Advanced Computing, Mathematics and Data
Staff Awards & Honors
March 2011
EMSL Selects First-Ever Research Campaigns
Teams aim for groundbreaking results in catalysis, biomass processes
Two teams have been selected to perform the first research campaigns at the U.S. Department of Energy's EMSL. One campaign with scientists from Pacific Northwest National Laboratory, the University of California-Berkeley, and Pennsylvania State University is expected to provide novel insights into catalytic reactions. The other team, from Washington State University-Tri-Cities and PNNL, is working on biochemical processes. The campaigns will generate new analytical approaches and tools that could lead to high-value products from biomass sources.
EMSL invited science teams from around the world to propose campaigns that would advance scientific understanding of a problem—in either biology or interfacial sciences—that explores the interactions taking place on and between materials surfaces. The proposals had to exploit EMSL's multiple technology platforms and data integration capabilities. Reviewers identified two proposals as being of high potential impact and requiring the integrated team and capability effort envisioned. The teams began work in December 2010.

Reaching NMR's Catalysis Potential. This campaign focuses on understanding catalytic reactions on the surfaces of advanced metal oxide-based materials. The science community uses catalysis to rapidly and efficiently carry out chemical reactions in areas ranging from energy production and storage to limiting release of harmful pollutants from industrial processes and from vehicle transportation.
The team's approach includes developing powerful new capabilities using a combination of nuclear magnetic resonance and computation to examine catalytic reactions on surfaces at the molecular level. Some of the more advanced NMR techniques have been difficult—though potentially very powerful and valuable—to apply to heterogeneous catalyst research. Not only will the campaign give the science community new NMR analytical capabilities, but also provide insights to make catalytic processes more efficient, and thus less costly to perform.
The catalysis team includes Chuck Peden, Jian Zhi Hu, Ja Hun Kwak, Yong Wang, Donghai Mei, David Hoyt, Karl Mueller, Nancy Washton, Sarah D. Burton, Jesse A. Sears, Hardeep Mehta, Niri Govind, Eric Bylaska, and Amity Andersen, PNNL; Enrique Iglesia, University of California, Berkeley; and Jim Kubicki, Pennsylvania State University.

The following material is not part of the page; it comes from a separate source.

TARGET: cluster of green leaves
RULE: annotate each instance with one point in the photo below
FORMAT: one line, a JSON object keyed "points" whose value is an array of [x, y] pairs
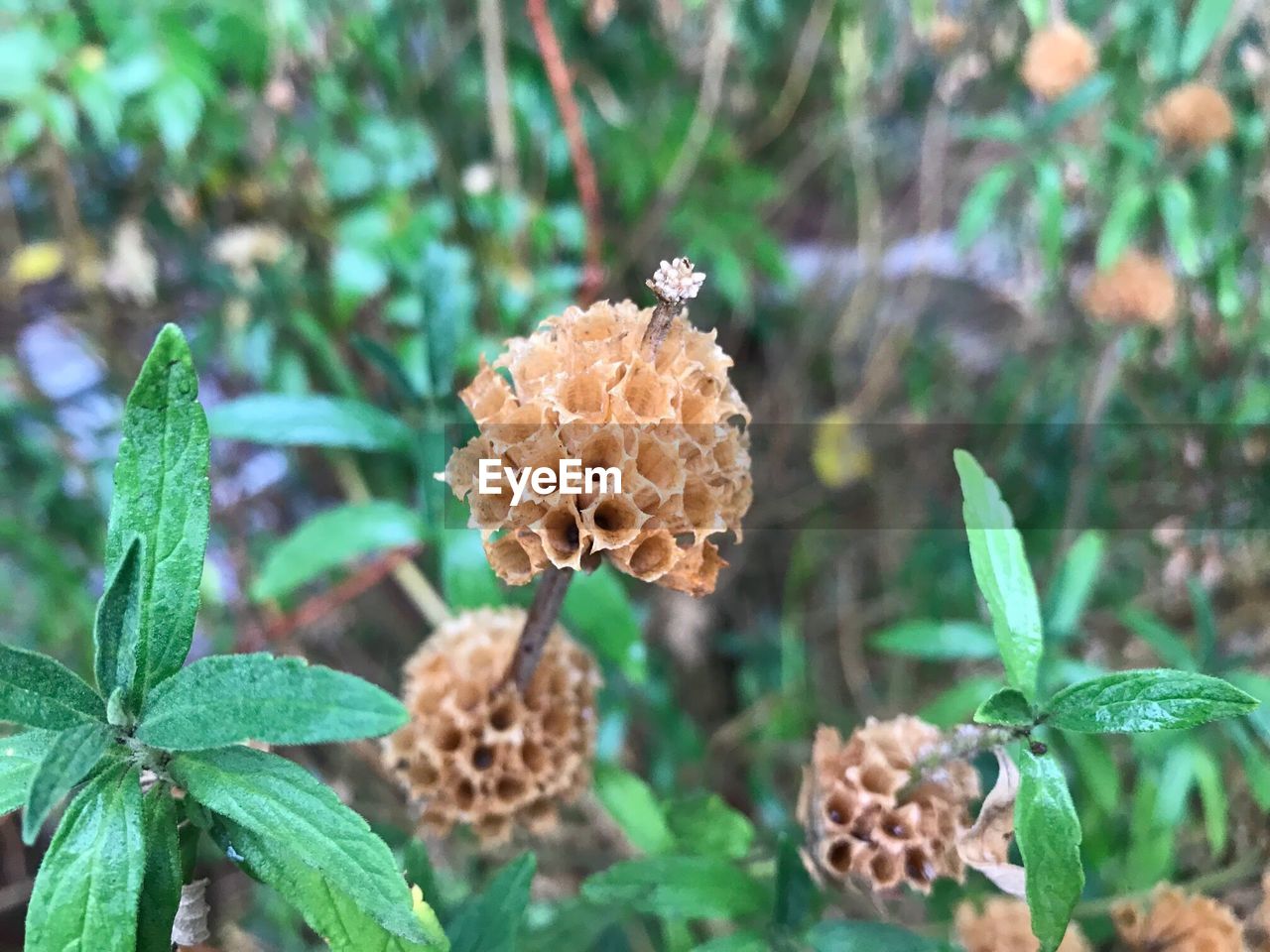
{"points": [[113, 874], [1124, 702]]}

Optimizing Isoprene Production. The second campaign will improve understanding of how a hydrocarbon known as isoprene is created from biomass. Isoprene is used as a feedstock chemical for products such as biofuels, rubber, elastomers, and certain medicines.
Scientists want to understand and optimize isoprene production by bacteria as part of the effort to increase the yield of isoprene from biomass. Yet finding key enzymes in the genetic pathway for bacteria to produce isoprene has proven elusive, thus limiting their use for making industrial-scale isoprene. The arduous process of gene hunting—taking months to extract and analyze genetic variants—has not identified the genes responsible for isoprene creation.
This research campaign uses a new, faster approach for this detective work. The team, which involves scientists from WSU-TC and PNNL, will vary isoprene production conditions and use EMSL's functional genomics and advanced computational capabilities to reveal any genes that change when isoprene production does. Any genetic clues they find could pave the way for higher isoprene yields.
The isoprene team members include Birgitte K. Ahring and Junfeng Xue, WSU-TC; and Steven Wiley, Ljiljana Paša-Tolic, Bryan Linggi, Nancy Isern, Paul Majors, and Ron Taylor, PNNL.